Today, perhaps more than ever before, one of the most difficult decisions a man faces is deciding on the person he plans to marry and spend the rest of his days. And why wouldn’t it be? There’s the high rate of divorce. There’s a plethora of dating sites casting a massive net into the single population that makes dating around easier than ever. And, of course, the pure fear of ending up in a relationship that is just OK – not bad enough to divorce but never really feeling fulfilled.
So here’s the definitive checklist to help you decide if “she is the one.” But what makes our list truly different is we were bold enough to prioritize it in order of importance!
- Attraction: If you don’t get this one right, don’t bother moving and stop right here. This could include any combination of attributes that make up the total package: Physical attraction, sense of humor, smile, kindness, having fun etc.
- SEX: Sexual compatibility is probably one of the most compromised on the list. Long term it has a lot less to do with physical attraction than you might think. Example: if you are very attracted to someone who does not like similar sexual acts, positions, or adventure, it might work short term but gets old pretty quick. Don’t sell yourself short in this department.
- Can you be yourself?: How many times have you seen a friend or a family member act differently when in front of their significant other?
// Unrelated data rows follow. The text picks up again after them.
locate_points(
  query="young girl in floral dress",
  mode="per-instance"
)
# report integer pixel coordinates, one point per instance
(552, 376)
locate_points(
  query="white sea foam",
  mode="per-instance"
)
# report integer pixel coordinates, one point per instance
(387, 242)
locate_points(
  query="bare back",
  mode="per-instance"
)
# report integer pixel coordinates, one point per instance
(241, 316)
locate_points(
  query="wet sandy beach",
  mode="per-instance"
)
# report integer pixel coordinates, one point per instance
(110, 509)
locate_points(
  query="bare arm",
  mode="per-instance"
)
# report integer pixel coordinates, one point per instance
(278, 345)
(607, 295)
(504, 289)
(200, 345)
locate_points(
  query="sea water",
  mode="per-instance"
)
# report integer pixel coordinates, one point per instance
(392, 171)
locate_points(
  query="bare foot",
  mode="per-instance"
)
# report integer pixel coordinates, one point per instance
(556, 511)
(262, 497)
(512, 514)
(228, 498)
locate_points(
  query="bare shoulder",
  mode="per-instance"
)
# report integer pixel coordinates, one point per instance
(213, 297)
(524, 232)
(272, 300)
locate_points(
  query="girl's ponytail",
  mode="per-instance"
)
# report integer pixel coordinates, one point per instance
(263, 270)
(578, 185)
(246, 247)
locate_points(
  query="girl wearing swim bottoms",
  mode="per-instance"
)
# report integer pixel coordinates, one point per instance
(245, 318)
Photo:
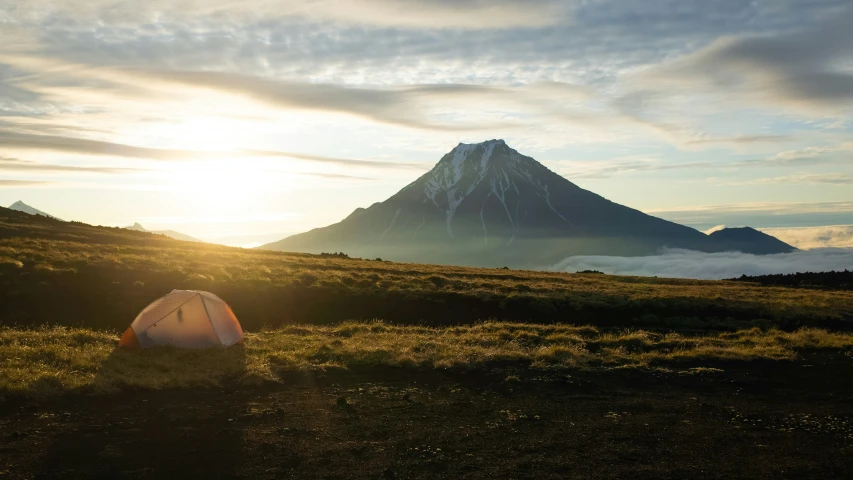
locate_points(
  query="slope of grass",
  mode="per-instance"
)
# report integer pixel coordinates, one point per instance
(57, 360)
(75, 274)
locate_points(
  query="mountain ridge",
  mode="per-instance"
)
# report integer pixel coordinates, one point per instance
(486, 204)
(23, 207)
(169, 233)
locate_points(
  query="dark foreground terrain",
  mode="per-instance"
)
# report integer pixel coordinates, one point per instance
(794, 420)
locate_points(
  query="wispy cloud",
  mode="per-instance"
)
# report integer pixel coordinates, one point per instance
(17, 165)
(17, 140)
(22, 183)
(802, 70)
(344, 162)
(814, 237)
(712, 266)
(814, 178)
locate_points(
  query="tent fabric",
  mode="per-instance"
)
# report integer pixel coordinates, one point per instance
(184, 319)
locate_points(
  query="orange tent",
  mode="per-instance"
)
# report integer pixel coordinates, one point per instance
(184, 319)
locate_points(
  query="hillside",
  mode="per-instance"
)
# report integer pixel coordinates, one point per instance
(23, 207)
(74, 274)
(622, 370)
(169, 233)
(488, 205)
(746, 239)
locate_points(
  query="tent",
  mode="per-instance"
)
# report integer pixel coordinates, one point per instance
(184, 319)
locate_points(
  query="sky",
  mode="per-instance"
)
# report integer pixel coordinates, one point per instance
(245, 122)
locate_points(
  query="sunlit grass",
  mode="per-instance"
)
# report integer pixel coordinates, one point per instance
(57, 360)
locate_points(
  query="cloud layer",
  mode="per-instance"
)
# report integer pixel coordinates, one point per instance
(711, 266)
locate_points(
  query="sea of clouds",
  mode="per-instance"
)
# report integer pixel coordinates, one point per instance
(677, 263)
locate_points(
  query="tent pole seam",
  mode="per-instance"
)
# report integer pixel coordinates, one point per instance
(209, 319)
(176, 308)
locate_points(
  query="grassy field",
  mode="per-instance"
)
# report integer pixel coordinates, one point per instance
(470, 373)
(56, 273)
(59, 360)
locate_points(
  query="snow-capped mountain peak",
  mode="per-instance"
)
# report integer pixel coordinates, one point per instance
(493, 170)
(487, 204)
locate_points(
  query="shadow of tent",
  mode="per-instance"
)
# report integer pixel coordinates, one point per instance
(156, 419)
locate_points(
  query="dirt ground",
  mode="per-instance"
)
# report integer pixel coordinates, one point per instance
(779, 420)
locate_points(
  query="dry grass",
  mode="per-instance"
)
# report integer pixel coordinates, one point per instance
(112, 273)
(56, 360)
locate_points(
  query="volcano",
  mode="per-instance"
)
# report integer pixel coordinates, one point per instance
(486, 204)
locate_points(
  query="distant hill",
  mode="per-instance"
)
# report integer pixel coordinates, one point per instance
(832, 280)
(486, 204)
(169, 233)
(749, 240)
(23, 207)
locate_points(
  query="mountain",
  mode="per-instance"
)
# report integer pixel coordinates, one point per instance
(485, 204)
(749, 240)
(169, 233)
(23, 207)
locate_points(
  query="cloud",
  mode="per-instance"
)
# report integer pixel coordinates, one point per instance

Being someone you’re not negatively affects so many other aspects of your life (and in this post, list items). This can ultimately lead to resentment or anger in the relationship.
- How does she resolve a fight? Look, it’s going to happen and you better be comfortable about how she will resolve it. Does she go silent for long periods of time or is she resilient? What ever her style, it better be compatible with yours. It doesn’t get much worse than one person thinking the fight is over while the other person is just getting started.
- Family & Religion: This is very important and outside the “how many kids we should have” conversation we think that it consistently gets ranked higher than it should be. It’s common sense that families are important and anyone thinking marriage usually thinks so as well. But if you get 1-4 on the list right, this should fall into place. Remember, anytime you bring other people (family members included) into the fold you are bound to face situations less than perfect, but having those other attributes in check will make it much easier.
- Money: It goes without saying that a big reason behind relationship problems is not having enough money. But that’s really an earning question and maybe should be included in “Attraction.” What we are really talking about here is how your partner might prefer to spend some of their cash. Example: If she receives a bonus at work does she put it towards a piece of jewelry for herself, a vacation trip for the two of you, or the money you are saving for a down payment on a house?
- Work Ethic: Having similar career ambitions and understanding the sacrifices you may need to make for each other. Having the perfect 1-4 is near meaningless if they are working 24/7.
- Interests: This is a tricky one and is a “nice to have” more than a “must have.” Chances are you will have a few things in common if you have gotten to this stage of your relationship, but it’s also completely fine (and healthy) to have separate interests. As long as you have a nice balance of interests shared, you should be just fine.
- Will you follow her or will she follow you to the ends of the Earth?: Where you end up together is where your life is and if she (or you) are not willing to do that for each other this could be a deal breaker. But practically speaking this is usually dictated to where you earn a living so don’t stress too much about this one.
- Does she make you happy? We placed this last because if after you going through our checklist and it’s riddled with yes’s and no’s but she makes you happy and you can’t live without her, to hell with some ridiculous list.